For the first time, the Food and Drug Administration (FDA) has approved an HIV treatment regimen that contains only two antiretrovirals (ARVs), instead of the standard three or more drugs. Juluca (dolutegravir/rilpivirine) is approved as a new option for people with HIV who have been virally suppressed on their current ARV regimen for at least six months, have never failed treatment and do not have viral mutations associated with resistance to either of the drugs in the fixed-dose, single-tablet regimen.
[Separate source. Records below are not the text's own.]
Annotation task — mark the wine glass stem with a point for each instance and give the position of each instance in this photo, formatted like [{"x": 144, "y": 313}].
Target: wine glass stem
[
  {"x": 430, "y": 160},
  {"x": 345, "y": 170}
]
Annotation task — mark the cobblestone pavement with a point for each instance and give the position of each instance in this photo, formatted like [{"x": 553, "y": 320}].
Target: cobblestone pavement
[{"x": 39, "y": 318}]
Juluca is an option for those looking to avoid nucleoside/nucleotide reverse transcriptase inhibitors (NRTIs). The regimen includes ViiV’s dolutegravir, sold individually as Tivicay, which is an integrase inhibitor, and Janssen’s rilpivirine, also known as Edurant, which is a non-nucleoside reverse transcriptase inhibitor (NNRTI). Tivicay in particular is prized because people taking the drug develop resistance to it at a very low rate.
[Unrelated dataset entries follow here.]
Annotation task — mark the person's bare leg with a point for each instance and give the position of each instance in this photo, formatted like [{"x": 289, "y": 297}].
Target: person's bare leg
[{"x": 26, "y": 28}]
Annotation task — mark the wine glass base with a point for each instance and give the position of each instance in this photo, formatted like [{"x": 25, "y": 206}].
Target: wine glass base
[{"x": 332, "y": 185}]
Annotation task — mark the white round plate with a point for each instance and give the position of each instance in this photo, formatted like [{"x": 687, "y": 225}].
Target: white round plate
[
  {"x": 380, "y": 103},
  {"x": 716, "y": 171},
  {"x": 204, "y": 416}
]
“[Juluca] will be the smallest once-daily single pill including all the treatment a subject needs to control his HIV,” says Josep M. Llibre, MD, PhD, an infectious disease physician at the University Hospital Germans Trias i Pujol in Barcelona who led the two identical clinical trials on which the FDA approval was based.

These trials included 1,024 people with HIV who were randomly assigned to stay on their current successful ARV regimen or switch to the components of Juluca. Those who took the two-drug regimen had the same rate of viral suppression after 48 weeks (95 percent) as those who stayed on their initial regimen.
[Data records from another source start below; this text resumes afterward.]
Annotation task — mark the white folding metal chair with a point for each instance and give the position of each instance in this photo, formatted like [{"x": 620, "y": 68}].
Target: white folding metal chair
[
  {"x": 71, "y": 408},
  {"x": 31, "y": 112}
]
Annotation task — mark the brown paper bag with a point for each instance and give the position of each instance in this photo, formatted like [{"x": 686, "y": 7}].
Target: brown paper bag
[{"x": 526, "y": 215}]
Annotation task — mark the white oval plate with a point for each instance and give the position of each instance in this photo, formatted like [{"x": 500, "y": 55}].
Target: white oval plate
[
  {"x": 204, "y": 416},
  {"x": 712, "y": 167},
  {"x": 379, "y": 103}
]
The most common adverse health events among those taking Juluca were diarrhea and headache.

Fewer drugs in an HIV treatment regimen should spell less toxicity, at least in theory. Future research will hopefully indicate whether the two-drug regimen does indeed confer a long-term safety advantage over regimens including three or more ARVs, in particular with regard to bone and kidney health.